Neha Rungta and Dr. Eric Mercer, Computer Science
As computer systems grow in complexity it is becoming harder to completely test them. The cost of finding and correcting errors after deployment is staggering. Current validation methods are not well suited to finding subtle errors laden in the concurrency of modern systems. This project searches the behavior in such systems, guiding the search to focus its time in areas that seem most likely to contain errors. This work decreases the amount of time and memory needed for the errors that are found and corrected before deployment of the system. In this project we have developed a heuristic that takes a guided search algorithm to find defects in formal models of computer systems, a communication protocol, or circuits. The guided search explores a model using a heuristic function to estimate error locations as opposed to an exhaustive search which enumerates all the possible states to find the error in a brute force manner.
Computer systems can be formally modeled to explore their behavior. Formal methods often consist of states and rules. States represent the conditions of the model and the rules are the transitions that lead to other states. Explicit state model checking is a verification method that proves whether a model can or will reach a state that violates a pre-defined property. This is an error state. Models used in this project are from a Model Checker, Estes which was developed in the Verification and Validation lab at BYU. Estes model checks embedded software at the machine-code level to reveal concurrency errors that are missed at higher levels of abstraction. Current heuristics ignore the structure of the model and only consider the property that is being verified. They estimate path cost solely based on the difference between the current state and error state in terms of variable assignment.
The research in this project created a new heuristic that uses the structural information in the system to refine the heuristic estimate of the path cost to an error. To use the structural information, we did a static analysis of the model and built a control flow graph. A control flow graph computes the data analysis of the program and represents its model of execution. Each node in the control flow graph represents a single atomic assembly level instruction. A path in the graph represents the computation path of the system.
There are two versions of the algorithm. The first is a straightforward naïve algorithm. When a state is generated in Estes, before it is inserted in the search queue a heuristic value is assigned to the state. If the heuristic value is very low, it indicates that the current state is really close to the error and is put in front of the search queue. To calculate the heuristic, we take the Program Counter (PC) of the state and find the corresponding PC value in the control flow graph. We then compute the shortest path from that point to the error state. This distance is the heuristic value of the state. If the current state is far from the error state the shortest distance will be high and corresponding heuristic value will be high too. The above algorithm will always underestimate the distance required to reach the error state since the heuristic is admissible. For example if the PC value of the current state is 105, the shortest distance will be 4 because based on the Control Flow graph shown in Figure 2 the algorithm calculates the path as: 105-100-101-102- 201(Error), and estimates it being reachable in 4 steps. But the true distance to the error state should be computed along the path: 105 -100 -101 -102 -106 — 200 – 100 -101 -102 – 201(Error). To compute a more accurate heuristic a modified version of the algorithm was developed where we build a new graph that is indexed on the PC and return values. The heuristic value is based more on the true distance between current state and error state. To further improve the heuristic estimate, for all jumps to subroutines which use indirect addressing mode, the values of the registers are resolved dynamically to eliminate all the false edges. At points of non-determinism like branch points, we look at the condition code registers to find which path is valid, so even if the other path is shorter but not valid, we ignore it and calculate the shortest distance on the actual path.

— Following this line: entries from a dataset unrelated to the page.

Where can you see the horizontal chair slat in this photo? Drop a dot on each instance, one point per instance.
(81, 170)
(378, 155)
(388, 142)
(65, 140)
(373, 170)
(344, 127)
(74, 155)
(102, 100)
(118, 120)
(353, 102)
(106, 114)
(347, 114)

For testing purposes we used academic models dealing with concurrency. Two models we tested extensively are finding the starvation state for the Dining Philosopher’s problem and violation of the mutual exclusion property in Hyman’s Mutex algorithm. The results achieved with the both versions of the algorithm were very encouraging. The number states explored are far fewer compared to the exhaustive search (the first three columns in the Table 1 show the comparisons between the number of states, the next three compare time taken). Even with the extra time required to build the graph and compute the shortest distance it outperforms the exhaustive search in the time required. This is an efficient way to overcome the state explosion problem, and helps us use the resources like time and memory more efficiently shown in Table 1.
This algorithm is extensible to further optimizations. Further research could focus on constant propagation and dynamically resolving the loops. In constant propagation we can take the value of the constants and push them as far down in the Control Flow as possible. This dynamic analysis combined with the static analysis will be able to refine the prediction of the minimum of steps that are required for a property to hold or fail. The static analysis can be further extended to identify the start and end of loops and resolve loop invariants dynamically. So if a variable affecting the error property is changed in a loop, we can figure out exactly how many times we will go through the loop before we can reach the error state.